Булавин говорил, с каждым словом увлекаясь все больше. Он начал издалека, с тех ушедших в прошлое дней «холодной войны», когда над шумными городами и малолюдными селениями, над колыбелями младенцев и над постелями старцев - над всем миром нависла зловещая тень водородной бомбы.
То были страшные годы, когда бизнесмены в креслах министров, дипломаты с психологией убийц и международные убийцы в мундирах генералов - все, кто занимал официальные посты в так называемом «свободном» Западном мире, на многих языках, по различным поводам, во всех концах земного шара говорили, вещали, угрожали… О, они отлично умели за пышными фразами прятать истинные намерения. Их формулы звучали по-разному: «взаимное обеспечение безопасности», «политика с позиции силы», «балансирование на грани войны», «ядерное сдерживание»… Но всегда за этой словесной шелухой стояло одно стремление - убивать. Убивать русских и китайцев, поляков и корейцев, чехов и вьетнамцев.
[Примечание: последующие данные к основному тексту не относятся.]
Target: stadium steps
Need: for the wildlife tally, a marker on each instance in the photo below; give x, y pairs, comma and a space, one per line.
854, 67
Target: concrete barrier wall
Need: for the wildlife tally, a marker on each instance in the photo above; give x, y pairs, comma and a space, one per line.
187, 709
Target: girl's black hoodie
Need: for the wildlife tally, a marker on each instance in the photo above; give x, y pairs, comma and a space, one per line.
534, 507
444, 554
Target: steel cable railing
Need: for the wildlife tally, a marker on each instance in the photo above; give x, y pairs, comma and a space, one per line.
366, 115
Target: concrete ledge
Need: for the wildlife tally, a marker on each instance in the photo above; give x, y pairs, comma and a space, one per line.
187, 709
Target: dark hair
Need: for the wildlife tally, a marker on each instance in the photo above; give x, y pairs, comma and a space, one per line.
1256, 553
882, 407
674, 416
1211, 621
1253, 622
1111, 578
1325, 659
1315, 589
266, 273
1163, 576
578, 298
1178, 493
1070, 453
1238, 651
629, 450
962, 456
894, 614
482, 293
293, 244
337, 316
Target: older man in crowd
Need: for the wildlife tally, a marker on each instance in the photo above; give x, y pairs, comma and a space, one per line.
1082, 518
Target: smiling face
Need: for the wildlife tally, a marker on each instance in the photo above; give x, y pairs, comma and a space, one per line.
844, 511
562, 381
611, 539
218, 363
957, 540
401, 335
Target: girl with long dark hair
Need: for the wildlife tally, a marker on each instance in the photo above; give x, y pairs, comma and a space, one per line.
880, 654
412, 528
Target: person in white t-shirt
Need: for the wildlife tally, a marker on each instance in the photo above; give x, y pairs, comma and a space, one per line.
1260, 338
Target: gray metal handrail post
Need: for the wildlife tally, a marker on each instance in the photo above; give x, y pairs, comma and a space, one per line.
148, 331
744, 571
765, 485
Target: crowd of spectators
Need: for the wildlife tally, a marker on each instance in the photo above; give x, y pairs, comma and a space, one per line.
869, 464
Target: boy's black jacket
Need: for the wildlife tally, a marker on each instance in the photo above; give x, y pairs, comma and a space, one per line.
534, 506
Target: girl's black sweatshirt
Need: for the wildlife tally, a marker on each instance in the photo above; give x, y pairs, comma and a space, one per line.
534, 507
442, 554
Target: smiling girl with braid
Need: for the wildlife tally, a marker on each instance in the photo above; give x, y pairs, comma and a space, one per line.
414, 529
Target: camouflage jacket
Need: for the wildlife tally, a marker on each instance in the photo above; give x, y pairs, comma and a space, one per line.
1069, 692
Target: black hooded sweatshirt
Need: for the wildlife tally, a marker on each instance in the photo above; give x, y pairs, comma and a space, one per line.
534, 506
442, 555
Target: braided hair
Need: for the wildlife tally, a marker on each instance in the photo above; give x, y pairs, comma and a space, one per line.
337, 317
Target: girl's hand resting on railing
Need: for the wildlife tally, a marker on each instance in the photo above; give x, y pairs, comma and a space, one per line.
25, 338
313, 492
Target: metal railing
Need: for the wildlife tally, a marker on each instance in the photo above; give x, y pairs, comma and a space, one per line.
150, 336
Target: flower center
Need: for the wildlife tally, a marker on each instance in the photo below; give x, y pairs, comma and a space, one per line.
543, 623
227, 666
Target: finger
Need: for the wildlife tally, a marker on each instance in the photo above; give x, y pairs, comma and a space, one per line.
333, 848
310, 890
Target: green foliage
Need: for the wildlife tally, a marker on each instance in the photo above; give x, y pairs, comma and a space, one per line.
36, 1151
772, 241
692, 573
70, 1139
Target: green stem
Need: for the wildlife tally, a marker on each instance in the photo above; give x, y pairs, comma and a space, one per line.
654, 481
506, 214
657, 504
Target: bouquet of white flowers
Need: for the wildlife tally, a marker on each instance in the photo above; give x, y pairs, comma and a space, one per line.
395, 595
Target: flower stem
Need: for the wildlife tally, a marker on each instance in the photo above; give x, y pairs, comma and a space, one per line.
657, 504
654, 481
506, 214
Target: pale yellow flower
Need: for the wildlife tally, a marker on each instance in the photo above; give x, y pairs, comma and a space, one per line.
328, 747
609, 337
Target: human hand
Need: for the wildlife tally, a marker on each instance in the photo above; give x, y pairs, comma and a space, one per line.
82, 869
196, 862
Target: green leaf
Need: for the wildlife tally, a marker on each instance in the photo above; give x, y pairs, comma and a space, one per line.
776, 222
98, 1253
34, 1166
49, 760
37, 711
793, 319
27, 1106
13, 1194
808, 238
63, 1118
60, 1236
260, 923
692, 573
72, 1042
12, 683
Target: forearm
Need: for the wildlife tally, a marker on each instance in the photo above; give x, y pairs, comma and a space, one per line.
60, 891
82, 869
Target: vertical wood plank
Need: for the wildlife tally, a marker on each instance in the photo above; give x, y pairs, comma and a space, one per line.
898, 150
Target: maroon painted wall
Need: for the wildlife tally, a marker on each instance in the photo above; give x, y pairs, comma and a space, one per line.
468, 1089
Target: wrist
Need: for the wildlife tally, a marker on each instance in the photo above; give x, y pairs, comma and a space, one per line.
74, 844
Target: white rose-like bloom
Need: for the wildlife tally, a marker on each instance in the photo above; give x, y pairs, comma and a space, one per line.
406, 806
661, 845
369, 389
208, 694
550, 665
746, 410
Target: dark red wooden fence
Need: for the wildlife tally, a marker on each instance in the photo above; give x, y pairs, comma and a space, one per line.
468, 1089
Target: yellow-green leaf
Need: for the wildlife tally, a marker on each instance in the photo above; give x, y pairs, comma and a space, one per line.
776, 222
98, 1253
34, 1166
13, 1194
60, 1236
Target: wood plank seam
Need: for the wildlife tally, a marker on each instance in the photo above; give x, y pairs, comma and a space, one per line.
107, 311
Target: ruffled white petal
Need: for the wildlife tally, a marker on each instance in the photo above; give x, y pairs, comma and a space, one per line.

Убивать всех, кто жил, думал, действовал иначе, чем заправилы банковских контор и промышленных концернов, всех, кто начертал на своем знамени великое слово - коммунизм. В страхе перед мудрой и доброй силой нового мира, приверженцы уходящего, дряхлого мира, готовы были спалить всю землю, обратить в пепел и руины плоды тысячелетних усилий человечества.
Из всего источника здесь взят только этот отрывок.